Later on, some characters are trying to explain to another character how the novel’s magic system works (a certain magic called “sympathy”), on page 148:

“Heat, light, and motion are all just energy,” I said. “We can’t create energy or make it disappear. But sympathy lets us move it around or change if from one type into another.”

Is motion really energy? Doesn’t he mean acceleration? I guess you could still say something in motion has kinetic energy, but that implies that it was accelerated at some point. Perhaps, since we live in a frictionful gravity world, motion and acceleration can be thought to be same, since if you’re not constantly accelerating, friction due to gravity will bring you to a stop. Anyway, this magic system seems to obey the first law of thermodynamics; good enough for me.

But then…

“I can see how heat and light are related,” [Denna] said thoughtfully. “The sun is bright and warm. Same with a candle.” She frowned. “But motion doesn’t fit into it. A fire can’t push something.”

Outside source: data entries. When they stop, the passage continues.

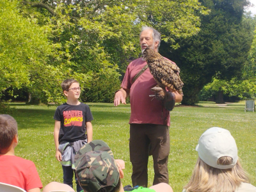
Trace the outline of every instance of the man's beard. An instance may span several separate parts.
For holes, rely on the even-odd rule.
[[[143,45],[142,45],[148,46],[148,45],[147,45],[147,44],[143,44]],[[154,42],[150,46],[148,46],[148,47],[149,47],[150,48],[154,50],[154,47],[155,47],[155,42]],[[142,49],[142,48],[141,48],[141,54],[143,54],[143,51],[144,51],[144,49]]]

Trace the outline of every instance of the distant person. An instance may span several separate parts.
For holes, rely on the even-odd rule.
[[[58,107],[54,119],[56,155],[62,165],[63,183],[73,188],[73,176],[76,172],[74,157],[84,144],[92,140],[93,117],[89,106],[78,101],[81,87],[77,81],[67,79],[61,84],[67,102]],[[87,134],[86,134],[87,133]],[[77,191],[80,187],[75,174]]]
[[[16,121],[9,115],[0,115],[0,182],[40,192],[43,185],[34,163],[14,154],[18,140]]]
[[[191,179],[182,192],[255,192],[238,159],[230,133],[214,127],[200,137],[198,159]]]
[[[129,186],[123,188],[120,179],[124,177],[125,163],[115,159],[109,147],[102,140],[94,140],[83,146],[75,156],[76,174],[84,192],[173,192],[166,183],[160,183],[149,188]],[[65,190],[62,184],[51,182],[43,192]],[[58,186],[60,189],[56,188]]]

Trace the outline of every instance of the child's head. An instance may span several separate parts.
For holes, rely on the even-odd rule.
[[[75,156],[75,166],[84,191],[119,191],[118,167],[111,150],[103,141],[93,140],[81,148]]]
[[[198,158],[192,177],[184,187],[190,191],[234,191],[248,182],[237,156],[236,141],[225,129],[214,127],[200,137],[196,147]]]
[[[64,95],[68,100],[77,100],[80,97],[81,87],[79,83],[74,79],[67,79],[61,84]]]
[[[70,87],[71,85],[74,83],[77,83],[79,84],[77,80],[74,79],[67,79],[65,80],[62,83],[61,83],[61,88],[62,90],[67,91],[68,91],[69,89],[69,87]]]
[[[9,115],[0,115],[0,152],[11,145],[17,134],[15,119]]]

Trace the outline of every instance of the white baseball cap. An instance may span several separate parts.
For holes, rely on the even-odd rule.
[[[238,159],[235,139],[229,131],[218,127],[209,128],[201,135],[196,151],[204,163],[220,169],[234,167]],[[232,163],[227,165],[218,165],[218,159],[223,156],[232,158]]]

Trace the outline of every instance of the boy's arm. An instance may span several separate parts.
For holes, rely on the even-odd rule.
[[[28,189],[28,192],[40,192],[40,190],[39,188],[34,188],[34,189]]]
[[[86,123],[87,132],[87,143],[92,141],[92,124],[90,121],[87,121]]]
[[[54,137],[56,154],[55,157],[58,161],[61,161],[61,153],[59,151],[59,133],[60,129],[60,121],[55,120],[54,131],[53,135]]]

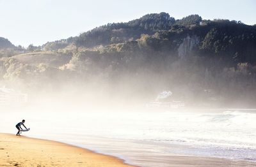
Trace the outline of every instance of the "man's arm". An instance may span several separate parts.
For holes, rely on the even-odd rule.
[[[24,127],[25,127],[25,128],[26,128],[26,129],[27,129],[28,130],[28,128],[24,126],[24,124],[22,124],[22,125],[23,125],[23,126]],[[21,128],[21,127],[20,127]]]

“Think about friction,” Sim chimed in. “When you rub something it gets hot.”

[Kvothe talking:] “It’s a good example. The hub of a wagon wheel will be warm to the touch. That heat comes from the motion of the wheel. A sympathist can make the energe go the other way, from heat into motion.”

So a sympathist can basically break the second law of thermodynamics? That’s fine, I don’t quite believe in it anyway. But… why explain the relationship between heat and motion with friction? The heat from friction isn’t really directly caused by motion, it’s caused by countless atomic collisions from opposing electromagnetic forces. (You’re not going to get much heat from static friction, are you?) I would explain heat and motion more thermodynamically: heat is motion, the non-uniform motion of countless particles. Of course the heat from a fire can push something, it’s just hard (if not thermodynamically impossible) to get enough energy directed at something specific to make that possible, so we tend to use it’s energy more indirectly, like using it to create steam, or taking advantage of the potential difference in density between the heated material and the surroundings (like the heated air in hot air balloons).

Then again, I’m not a scientist… and on page 149 a character says:

“There’s a special kind of thinking called Alar,” Wilem said. “You believe something so strongly that it becomes so.”

So I can’t be too picky. All is fair in fiction.